Der Glam-Faktor jener Soldatinnen, die auch im Heftinnern mit schweren Gewehren, verspiegelten Brillen und Khaki-Uniform in der Landschaft herumstehen, ist jedenfalls unübersehbar (Fotos: Ashkan Sahihi). Alexandra Werdes anschließende Reportage über die Armee als Integrationsapparat mit stark militarisierenden Nebenwirkungen entzaubert „Die Waffen der Frauen“ allerdings wieder ein Stück. Auch die meisten anderen Bildstrecken, etwa Jens Bösenbergs sachliche Fotografien der Bauhausarchitektur im Stadtkern von Tel Aviv oder Daniel Josefsohns Porträts von beschnittenen Penissen, signalisieren distinktionsbewusste Blicke und kühle Lust an der Provokation.

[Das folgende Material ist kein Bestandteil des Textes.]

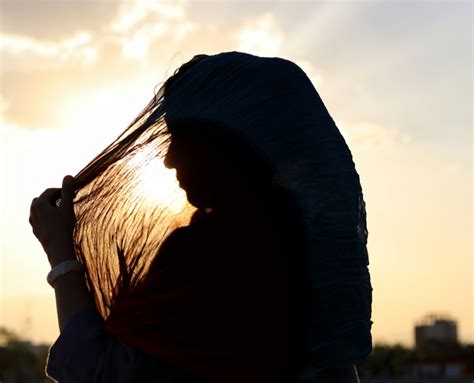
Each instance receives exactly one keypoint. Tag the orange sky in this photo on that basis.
(395, 77)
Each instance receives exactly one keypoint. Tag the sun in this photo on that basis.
(157, 184)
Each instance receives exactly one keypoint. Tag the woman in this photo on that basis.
(267, 283)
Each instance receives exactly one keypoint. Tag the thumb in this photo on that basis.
(67, 191)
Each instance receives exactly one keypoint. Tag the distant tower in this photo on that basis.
(436, 333)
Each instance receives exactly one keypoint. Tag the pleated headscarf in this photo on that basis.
(271, 104)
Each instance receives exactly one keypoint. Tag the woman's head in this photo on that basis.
(217, 169)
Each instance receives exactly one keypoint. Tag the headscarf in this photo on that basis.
(273, 106)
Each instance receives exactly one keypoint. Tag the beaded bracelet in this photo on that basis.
(63, 268)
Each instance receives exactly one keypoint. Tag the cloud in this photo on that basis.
(132, 13)
(77, 47)
(260, 35)
(140, 23)
(53, 20)
(365, 133)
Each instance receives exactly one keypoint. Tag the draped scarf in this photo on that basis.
(139, 248)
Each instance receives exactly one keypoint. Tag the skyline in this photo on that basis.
(395, 77)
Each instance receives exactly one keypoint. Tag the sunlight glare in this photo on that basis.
(159, 185)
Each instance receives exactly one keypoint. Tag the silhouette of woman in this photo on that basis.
(261, 277)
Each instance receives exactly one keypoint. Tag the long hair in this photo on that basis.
(116, 257)
(271, 105)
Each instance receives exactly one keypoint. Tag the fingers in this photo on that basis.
(67, 191)
(50, 195)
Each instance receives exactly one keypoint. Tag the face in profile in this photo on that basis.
(215, 173)
(200, 170)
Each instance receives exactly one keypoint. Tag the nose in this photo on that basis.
(169, 157)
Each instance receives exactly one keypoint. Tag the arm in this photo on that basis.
(54, 226)
(84, 351)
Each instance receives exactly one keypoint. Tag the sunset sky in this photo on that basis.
(395, 76)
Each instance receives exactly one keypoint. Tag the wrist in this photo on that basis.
(59, 254)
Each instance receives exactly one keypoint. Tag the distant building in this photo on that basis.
(436, 332)
(441, 367)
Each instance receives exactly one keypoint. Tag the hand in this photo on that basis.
(52, 223)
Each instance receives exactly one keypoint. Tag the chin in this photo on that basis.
(198, 201)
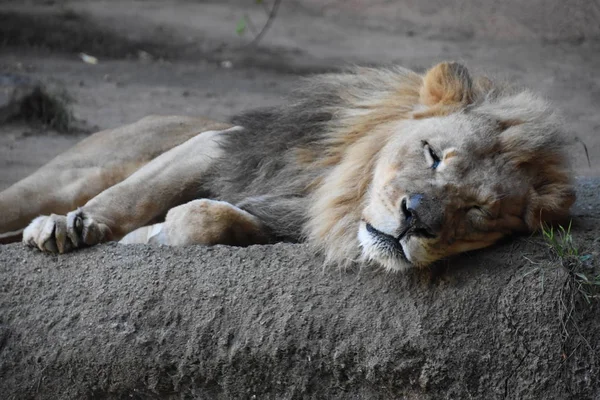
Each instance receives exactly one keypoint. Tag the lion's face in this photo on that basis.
(460, 180)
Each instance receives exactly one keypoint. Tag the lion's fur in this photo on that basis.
(337, 164)
(323, 149)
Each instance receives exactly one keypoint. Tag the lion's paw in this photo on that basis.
(61, 234)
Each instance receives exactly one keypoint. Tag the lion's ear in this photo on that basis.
(447, 84)
(550, 201)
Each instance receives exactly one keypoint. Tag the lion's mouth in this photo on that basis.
(387, 242)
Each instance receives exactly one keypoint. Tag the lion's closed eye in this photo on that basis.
(432, 158)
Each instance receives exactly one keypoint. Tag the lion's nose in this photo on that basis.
(422, 214)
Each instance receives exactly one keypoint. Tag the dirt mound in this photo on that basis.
(268, 321)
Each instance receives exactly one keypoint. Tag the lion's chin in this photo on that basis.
(393, 260)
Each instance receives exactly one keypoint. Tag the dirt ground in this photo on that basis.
(184, 57)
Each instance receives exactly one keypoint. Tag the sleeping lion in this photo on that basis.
(385, 166)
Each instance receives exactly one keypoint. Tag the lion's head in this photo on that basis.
(463, 164)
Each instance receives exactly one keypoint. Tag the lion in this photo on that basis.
(377, 165)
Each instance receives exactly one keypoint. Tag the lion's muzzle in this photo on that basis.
(423, 216)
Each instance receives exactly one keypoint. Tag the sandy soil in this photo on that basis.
(184, 57)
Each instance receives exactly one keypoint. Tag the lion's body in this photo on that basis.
(344, 157)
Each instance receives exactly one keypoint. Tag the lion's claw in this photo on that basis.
(61, 234)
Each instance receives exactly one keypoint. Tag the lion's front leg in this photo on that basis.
(167, 181)
(206, 222)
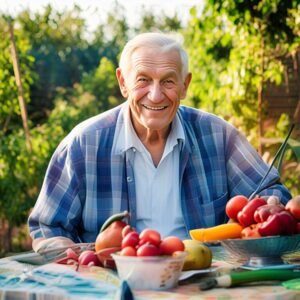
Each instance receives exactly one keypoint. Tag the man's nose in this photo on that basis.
(155, 92)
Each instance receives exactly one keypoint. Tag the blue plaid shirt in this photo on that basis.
(89, 179)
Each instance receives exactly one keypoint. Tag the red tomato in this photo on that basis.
(171, 244)
(150, 235)
(88, 257)
(293, 206)
(131, 239)
(126, 230)
(235, 205)
(148, 250)
(128, 251)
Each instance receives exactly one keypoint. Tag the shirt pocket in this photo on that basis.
(213, 213)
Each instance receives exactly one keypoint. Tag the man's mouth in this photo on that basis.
(156, 108)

„Das wirksamste Mittel gegen Antisemitismus ist das Kennenlernen, das genaue Hinschauen“, schreiben Gehrs und Förster. „Kein öffentliches Thema ist hierzulande von solch bizarrer Unsachlichkeit geprägt.“ Also liefert dummy eine ganze Reihe amüsant aufbereiteter Daten: wie viele Juden wo leben (in Deutschland 112.000, in den USA 5,29 Mio, in Israel 5,04 Mio), was eine Kippa mit Klammer kostet (4,75 Euro) und wer alles im US-Showbusiness jüdisch ist (Winona Ryder und Sean Penn zum Beispiel). Reportagen und knappe Essays berichten selten erschöpfend, machen aber neugierig: Jost Kaisers Aufsatz über die Befreiung der Geiseln von Entebbe (1976) und den Antisemitismus in der deutschen Linken kontrastiert Michal Grinbergs kritischen Report über die Verdrängung der Araber aus den besetzten Gebieten.

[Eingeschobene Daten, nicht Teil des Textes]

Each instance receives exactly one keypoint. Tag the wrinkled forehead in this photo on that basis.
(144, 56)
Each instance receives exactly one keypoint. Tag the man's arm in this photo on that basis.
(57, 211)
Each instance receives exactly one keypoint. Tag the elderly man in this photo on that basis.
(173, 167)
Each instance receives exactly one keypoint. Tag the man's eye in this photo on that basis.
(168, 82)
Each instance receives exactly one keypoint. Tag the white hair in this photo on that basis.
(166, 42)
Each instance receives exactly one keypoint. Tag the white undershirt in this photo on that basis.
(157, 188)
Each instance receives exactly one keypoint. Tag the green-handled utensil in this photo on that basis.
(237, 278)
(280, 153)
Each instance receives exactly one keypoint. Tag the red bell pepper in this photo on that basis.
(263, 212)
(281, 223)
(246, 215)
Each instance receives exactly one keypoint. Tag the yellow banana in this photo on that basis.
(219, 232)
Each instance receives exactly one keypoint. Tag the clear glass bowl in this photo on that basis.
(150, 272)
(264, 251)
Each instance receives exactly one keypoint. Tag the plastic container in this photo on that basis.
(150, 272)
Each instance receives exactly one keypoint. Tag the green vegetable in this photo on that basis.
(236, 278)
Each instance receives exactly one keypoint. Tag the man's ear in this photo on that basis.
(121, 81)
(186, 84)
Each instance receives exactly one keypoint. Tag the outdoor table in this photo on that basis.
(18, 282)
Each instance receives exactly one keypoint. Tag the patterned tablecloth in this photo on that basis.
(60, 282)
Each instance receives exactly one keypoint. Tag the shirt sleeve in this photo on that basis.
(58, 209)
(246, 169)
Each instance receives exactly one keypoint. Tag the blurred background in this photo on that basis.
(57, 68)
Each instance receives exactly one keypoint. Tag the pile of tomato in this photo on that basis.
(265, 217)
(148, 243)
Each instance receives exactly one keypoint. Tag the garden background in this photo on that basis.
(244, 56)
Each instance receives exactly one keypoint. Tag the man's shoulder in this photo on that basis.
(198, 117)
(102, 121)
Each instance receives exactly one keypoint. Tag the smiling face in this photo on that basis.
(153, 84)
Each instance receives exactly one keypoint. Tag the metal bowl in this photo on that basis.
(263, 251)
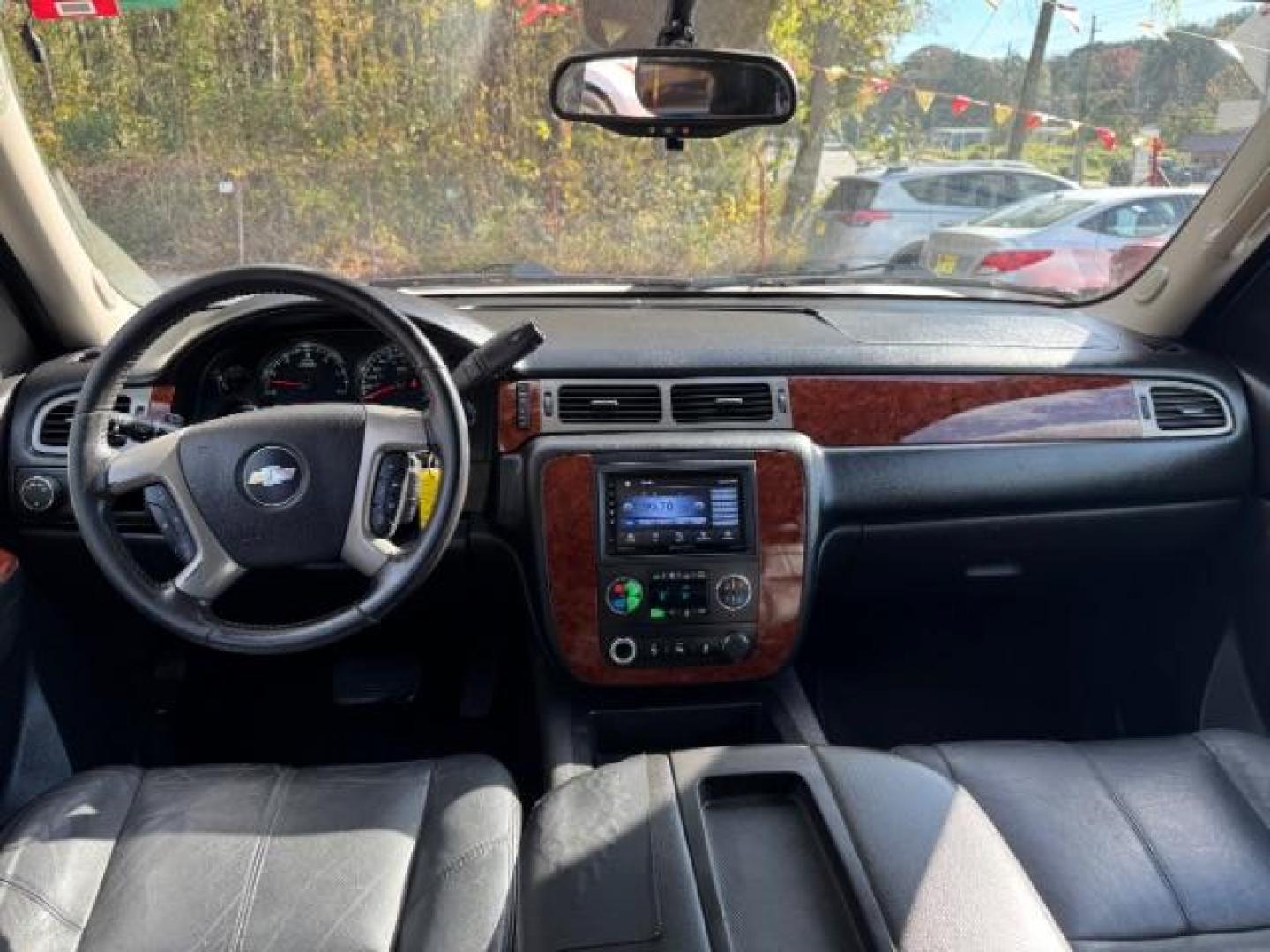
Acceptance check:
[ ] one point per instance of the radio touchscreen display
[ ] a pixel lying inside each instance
(675, 513)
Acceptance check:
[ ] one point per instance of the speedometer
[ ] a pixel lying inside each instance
(387, 377)
(305, 374)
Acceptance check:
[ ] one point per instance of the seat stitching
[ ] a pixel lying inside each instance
(1229, 778)
(48, 905)
(273, 807)
(471, 854)
(1131, 818)
(115, 850)
(947, 762)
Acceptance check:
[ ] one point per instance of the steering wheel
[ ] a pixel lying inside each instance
(280, 487)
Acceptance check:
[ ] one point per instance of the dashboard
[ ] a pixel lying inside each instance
(684, 482)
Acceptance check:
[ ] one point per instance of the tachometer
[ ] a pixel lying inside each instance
(387, 377)
(305, 374)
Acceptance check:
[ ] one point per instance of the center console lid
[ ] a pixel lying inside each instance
(773, 847)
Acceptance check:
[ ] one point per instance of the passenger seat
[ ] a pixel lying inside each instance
(1134, 845)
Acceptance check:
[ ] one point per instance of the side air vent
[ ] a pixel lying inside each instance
(721, 403)
(54, 427)
(615, 403)
(1180, 409)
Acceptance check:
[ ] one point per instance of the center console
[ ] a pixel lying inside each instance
(818, 850)
(673, 568)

Und während der Düsseldorfer Rabbi Julien Chaim Soussan im Interview sehr anschaulich erklärt, weshalb die jüdische Religion im Kern rational ist und Fehler, aber keine Sünden kennt, schildert Antje Hildebrandt die Probleme jüdischer Gemeinden in Deutschland nach dem Immigrantenansturm aus der ehemaligen Sowjetunion.

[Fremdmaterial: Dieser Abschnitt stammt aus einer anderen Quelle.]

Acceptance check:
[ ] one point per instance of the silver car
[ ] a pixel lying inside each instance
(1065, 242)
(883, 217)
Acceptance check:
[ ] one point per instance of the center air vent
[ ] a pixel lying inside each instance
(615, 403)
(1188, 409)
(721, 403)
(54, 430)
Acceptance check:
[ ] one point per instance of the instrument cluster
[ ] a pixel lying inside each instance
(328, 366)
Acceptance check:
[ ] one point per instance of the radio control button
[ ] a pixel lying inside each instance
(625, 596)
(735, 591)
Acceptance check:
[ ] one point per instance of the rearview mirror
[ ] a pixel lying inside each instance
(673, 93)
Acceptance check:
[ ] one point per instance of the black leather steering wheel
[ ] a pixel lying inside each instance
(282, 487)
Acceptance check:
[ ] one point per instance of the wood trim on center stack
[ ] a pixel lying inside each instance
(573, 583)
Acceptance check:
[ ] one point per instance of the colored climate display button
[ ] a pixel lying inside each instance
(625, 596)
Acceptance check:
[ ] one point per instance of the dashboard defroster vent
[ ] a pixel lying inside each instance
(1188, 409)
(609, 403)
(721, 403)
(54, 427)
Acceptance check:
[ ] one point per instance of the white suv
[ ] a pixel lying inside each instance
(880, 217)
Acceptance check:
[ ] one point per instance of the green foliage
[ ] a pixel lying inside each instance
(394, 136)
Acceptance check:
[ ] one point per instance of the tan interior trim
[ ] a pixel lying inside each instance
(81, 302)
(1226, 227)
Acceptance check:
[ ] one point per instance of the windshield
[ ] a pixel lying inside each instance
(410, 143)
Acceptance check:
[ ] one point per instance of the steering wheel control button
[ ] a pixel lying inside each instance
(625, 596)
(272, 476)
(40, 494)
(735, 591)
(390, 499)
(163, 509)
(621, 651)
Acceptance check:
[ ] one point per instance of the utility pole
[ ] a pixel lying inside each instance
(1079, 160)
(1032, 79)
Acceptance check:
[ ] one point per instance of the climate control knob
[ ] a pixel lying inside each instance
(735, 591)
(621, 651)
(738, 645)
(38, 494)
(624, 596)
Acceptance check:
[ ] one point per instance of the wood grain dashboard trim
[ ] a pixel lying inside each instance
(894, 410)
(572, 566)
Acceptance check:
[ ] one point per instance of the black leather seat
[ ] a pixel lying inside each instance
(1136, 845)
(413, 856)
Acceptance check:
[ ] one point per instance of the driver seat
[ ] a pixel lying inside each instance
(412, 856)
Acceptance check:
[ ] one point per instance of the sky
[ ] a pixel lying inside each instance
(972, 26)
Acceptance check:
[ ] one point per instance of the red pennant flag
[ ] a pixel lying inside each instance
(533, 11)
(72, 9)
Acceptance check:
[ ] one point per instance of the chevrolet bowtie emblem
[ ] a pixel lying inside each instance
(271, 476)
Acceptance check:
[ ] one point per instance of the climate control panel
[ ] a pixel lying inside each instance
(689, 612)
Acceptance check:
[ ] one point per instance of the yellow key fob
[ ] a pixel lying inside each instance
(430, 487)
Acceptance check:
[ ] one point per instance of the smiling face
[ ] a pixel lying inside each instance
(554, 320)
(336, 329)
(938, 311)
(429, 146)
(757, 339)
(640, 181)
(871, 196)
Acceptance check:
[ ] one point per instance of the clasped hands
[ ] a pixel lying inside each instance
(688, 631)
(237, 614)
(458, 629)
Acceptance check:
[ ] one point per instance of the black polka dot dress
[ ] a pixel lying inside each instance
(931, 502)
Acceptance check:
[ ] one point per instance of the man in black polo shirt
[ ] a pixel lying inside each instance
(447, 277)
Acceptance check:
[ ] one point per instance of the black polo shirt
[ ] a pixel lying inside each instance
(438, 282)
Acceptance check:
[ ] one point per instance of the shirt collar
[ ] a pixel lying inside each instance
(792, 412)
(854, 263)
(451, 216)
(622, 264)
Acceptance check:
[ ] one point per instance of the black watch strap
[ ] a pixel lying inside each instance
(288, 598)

Was untergründig stets präsent und dennoch eine Leerstelle bleibt, ist der Holocaust. Wie weit erklärt er heute noch die spezifische Verfasstheit der israelischen Gesellschaft – und den deutschen Blick auf sie? Wie fühlen sich jüdische Einwanderer im Land der Shoah? Hat der Rabbi Soussan Recht, wenn er sagt, dass ein normales Verhältnis zwischen Juden und Deutschen „anormal“ wäre? Dummy beantwortet nicht alle Fragen, wirft aber selbst einige auf. Auf Lutz Meiers spannendes Porträt des Medienmoguls Haim Saban folgt ein in der Sache ganz nachvollziehbarer und dennoch merkwürdig larmoyanter Text von Oliver Gehrs, der seinerseits Saban im Medium Magazin porträtiert hat und dafür von Henryk M. Broder als Antisemit gescholten wurde. Ist das der wahre Grund für das seltene Thema? Um es dem ollen Broder so richtig zu zeigen? Es wäre bestimmt nicht das letzte Missverständnis zwischen Deutschen und Juden. Für diesmal ist es, alles in allem, überraschend unpeinlich und glamourös ausgefallen.